For he commandeth, and raiseth the stormy wind, which lifteth up the waves thereof. (Pslam 107:25)
Last week, I believe it was, I posted a quick article addressing a theologically correct view of hurricanes (or any calamity) and God's sovereignty. I appreciate the handful of comments I received reminding me of the danger of assigning a certain purpose to Katrina and the aftermath. I could not agree more with that. Just like Christ's words in Luke 13, the people of New Orleans were no more terrible sinners as anyone else in the United States. First, we are not a theocratic nation, so it is misplaced for people to claim Katrina was sent to destroy New Orleans for its public sins. For anyone to make such a claim, there would need to be some revealed, prophetic word foretelling of certain doom if the people of New Orleans did not repent. Perhaps a real, bone fide, blue ribbon prophet who would interrupt city council meetings to remind the mayor of the wickedness on display on Bourbon St.
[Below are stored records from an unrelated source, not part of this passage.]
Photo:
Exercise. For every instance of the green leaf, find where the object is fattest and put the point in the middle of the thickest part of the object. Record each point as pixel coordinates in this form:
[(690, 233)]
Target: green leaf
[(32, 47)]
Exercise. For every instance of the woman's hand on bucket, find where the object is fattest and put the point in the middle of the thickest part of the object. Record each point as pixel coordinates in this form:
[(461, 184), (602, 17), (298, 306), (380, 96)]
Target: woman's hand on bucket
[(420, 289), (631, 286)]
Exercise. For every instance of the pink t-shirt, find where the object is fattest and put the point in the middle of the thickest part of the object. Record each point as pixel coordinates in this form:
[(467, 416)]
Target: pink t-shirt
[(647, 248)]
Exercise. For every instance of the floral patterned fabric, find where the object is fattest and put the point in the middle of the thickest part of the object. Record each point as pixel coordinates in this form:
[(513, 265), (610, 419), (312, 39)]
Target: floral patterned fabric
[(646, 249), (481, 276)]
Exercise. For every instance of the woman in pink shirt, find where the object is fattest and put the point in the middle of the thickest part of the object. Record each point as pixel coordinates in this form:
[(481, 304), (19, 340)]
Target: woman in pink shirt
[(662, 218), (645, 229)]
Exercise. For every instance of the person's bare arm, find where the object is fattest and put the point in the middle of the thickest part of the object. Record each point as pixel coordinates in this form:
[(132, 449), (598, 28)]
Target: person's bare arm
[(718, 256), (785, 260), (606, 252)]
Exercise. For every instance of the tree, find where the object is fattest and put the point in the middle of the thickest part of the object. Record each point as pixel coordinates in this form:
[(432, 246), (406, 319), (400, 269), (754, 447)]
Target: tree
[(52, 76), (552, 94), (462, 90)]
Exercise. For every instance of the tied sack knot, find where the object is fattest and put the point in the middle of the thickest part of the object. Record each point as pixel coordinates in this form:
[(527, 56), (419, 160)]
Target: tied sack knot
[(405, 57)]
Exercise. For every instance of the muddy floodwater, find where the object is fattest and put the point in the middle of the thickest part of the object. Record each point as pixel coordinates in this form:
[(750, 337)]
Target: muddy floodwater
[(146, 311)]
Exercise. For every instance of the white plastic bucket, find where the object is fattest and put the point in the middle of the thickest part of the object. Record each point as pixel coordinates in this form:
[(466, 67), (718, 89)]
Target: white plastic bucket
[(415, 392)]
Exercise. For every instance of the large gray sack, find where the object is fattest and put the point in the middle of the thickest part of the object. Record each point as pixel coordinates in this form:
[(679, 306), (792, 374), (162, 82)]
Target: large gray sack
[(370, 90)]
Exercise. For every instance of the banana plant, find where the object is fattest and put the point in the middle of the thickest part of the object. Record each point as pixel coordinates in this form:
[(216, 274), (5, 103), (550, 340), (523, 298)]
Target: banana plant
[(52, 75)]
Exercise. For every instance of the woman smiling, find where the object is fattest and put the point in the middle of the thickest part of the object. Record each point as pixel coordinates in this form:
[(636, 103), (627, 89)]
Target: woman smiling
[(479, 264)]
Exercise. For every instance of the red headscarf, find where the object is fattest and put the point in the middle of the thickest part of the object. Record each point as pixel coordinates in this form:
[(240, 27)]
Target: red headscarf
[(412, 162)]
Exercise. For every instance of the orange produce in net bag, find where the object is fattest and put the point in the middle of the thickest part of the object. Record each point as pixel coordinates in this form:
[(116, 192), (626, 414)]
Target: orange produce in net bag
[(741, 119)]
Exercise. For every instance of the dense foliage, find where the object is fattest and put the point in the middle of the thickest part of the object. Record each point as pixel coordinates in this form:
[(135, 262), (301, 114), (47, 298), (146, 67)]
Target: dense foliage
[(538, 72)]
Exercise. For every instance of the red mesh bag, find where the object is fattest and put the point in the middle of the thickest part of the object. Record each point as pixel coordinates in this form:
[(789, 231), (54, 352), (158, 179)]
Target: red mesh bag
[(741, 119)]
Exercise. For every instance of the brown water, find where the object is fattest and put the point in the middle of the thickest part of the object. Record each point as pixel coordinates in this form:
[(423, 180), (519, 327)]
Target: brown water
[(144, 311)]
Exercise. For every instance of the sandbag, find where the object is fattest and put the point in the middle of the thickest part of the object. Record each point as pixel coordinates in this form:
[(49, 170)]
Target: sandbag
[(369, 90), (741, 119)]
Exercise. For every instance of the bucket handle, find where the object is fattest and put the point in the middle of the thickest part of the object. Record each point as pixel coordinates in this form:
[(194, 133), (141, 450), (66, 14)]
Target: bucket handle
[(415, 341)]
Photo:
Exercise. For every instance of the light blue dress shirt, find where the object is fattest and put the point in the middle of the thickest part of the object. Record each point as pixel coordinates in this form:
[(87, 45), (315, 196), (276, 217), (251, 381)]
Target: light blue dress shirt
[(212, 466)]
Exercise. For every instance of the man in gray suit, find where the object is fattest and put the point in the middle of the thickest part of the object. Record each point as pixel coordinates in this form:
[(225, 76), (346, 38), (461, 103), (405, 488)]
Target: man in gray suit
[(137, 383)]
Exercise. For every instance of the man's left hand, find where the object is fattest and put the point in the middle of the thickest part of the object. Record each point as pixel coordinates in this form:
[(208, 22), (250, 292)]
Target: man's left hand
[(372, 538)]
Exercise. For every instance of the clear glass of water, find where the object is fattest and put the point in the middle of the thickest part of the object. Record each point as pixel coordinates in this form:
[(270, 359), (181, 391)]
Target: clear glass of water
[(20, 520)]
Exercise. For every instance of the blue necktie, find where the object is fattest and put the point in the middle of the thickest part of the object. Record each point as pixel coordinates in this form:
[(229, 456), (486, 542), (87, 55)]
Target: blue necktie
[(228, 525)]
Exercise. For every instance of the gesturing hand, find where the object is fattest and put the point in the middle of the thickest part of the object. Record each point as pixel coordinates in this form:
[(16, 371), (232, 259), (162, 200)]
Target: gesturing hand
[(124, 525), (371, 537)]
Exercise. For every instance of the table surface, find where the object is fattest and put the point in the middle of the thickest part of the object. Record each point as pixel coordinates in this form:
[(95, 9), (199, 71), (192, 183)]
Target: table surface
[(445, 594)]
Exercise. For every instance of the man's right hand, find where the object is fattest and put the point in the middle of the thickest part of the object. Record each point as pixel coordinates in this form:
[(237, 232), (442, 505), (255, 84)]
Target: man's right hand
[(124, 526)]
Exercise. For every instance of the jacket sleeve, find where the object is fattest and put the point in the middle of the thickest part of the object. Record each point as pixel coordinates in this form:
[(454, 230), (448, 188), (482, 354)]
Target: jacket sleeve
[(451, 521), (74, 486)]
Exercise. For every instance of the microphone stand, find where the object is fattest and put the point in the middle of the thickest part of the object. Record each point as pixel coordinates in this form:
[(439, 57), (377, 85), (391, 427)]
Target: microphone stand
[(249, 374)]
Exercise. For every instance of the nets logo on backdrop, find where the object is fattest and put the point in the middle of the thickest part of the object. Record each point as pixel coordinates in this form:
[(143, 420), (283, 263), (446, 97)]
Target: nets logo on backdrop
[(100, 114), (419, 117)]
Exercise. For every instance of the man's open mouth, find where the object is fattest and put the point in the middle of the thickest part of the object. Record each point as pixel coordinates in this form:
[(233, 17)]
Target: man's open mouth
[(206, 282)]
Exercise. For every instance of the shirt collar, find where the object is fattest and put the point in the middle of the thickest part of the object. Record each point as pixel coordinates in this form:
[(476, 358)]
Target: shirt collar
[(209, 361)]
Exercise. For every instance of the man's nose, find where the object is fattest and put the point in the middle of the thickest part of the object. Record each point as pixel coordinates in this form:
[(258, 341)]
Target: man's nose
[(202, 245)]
I could even imagine this prophet driving up in front of the city town hall towing a bath tub in which sat a model of New Orleans and in a scene from out of Ezekiel, the modern day prophet fills the bath tub with water and announces, "This is what will happen to New Orleans if you do not burn the wickedness from your midst!" Then, about a couple of weeks before Katrina is even on the radar, the prophet gives one last speech, and leaves town. But nothing like this occurred.
New Orleans is really no more wicked than say New York City, and especially San Francisco. I personally think the mind killing swill daily poured forth from the lecture halls of Berkeley University is far more polluting than a once a year gay pride parade in the French Quarter; it is the dolt professors masquerading as educated intellectuals that give justification to the gay parade.
What I had wished to address in my first post was the embarrassing excuses Christians offer in an attempt to separate God from destructive hurricanes. Amazingly, Christians who extol the virtues of worshipping a sovereign God will flounder about making up reasons why any calamity is everything else but God. Even more amazingly is how Christian will pray for protection while a Hurricane is heading toward them, and if it happens to turn back into open seas, God is credited with sparing people from disastrous ruin. Why then is God sovereign in these merciful instances, but had nothing to do with horrible instances? Do people see what I am talking about here?
Oddly, otherwise sound minded believers put forth a weak, impotent god who is just mighty, but not almighty. Do they even read their Bibles? This is the god of pop-culture gurus like Rabbi Harold Kushner of Why do Bad Things Happen to Good People fame who believes the idea of an absolute sovereign God is pagan. From where he dreams up this claim is a mystery. I wonder what Moses would had said to this idea of his? How about David? And don't forget Joseph. In Rabbi Kushner's worldview, the god he worships is doing his best to help, but sometimes is not powerful enough to stop on coming evil. Why he believes this wringing his hands in the sky kind of god is worthy of our worship is beyond me; I see such a god as being only worthy to receive my scorn and contempt.
Thankfully, the biblical God, the only true and living God who has revealed Himself to humanity, is not like this. If He has the power to create the universe and our world as Genesis clearly indicates He did, then I believe I am safe in saying he can control the course of a Cat-5 Hurricane. What is the more powerful act? To create a universe or direct a hurricane on one of the planets in that universe? Come on.
I may not know for certain what God's purpose was in Katrina, but the one thing I do know is that my theology has a major impact on how I view the world and comfort those looking for answers after a disaster. I aim to be biblical, not an embarrassed excuse maker for God.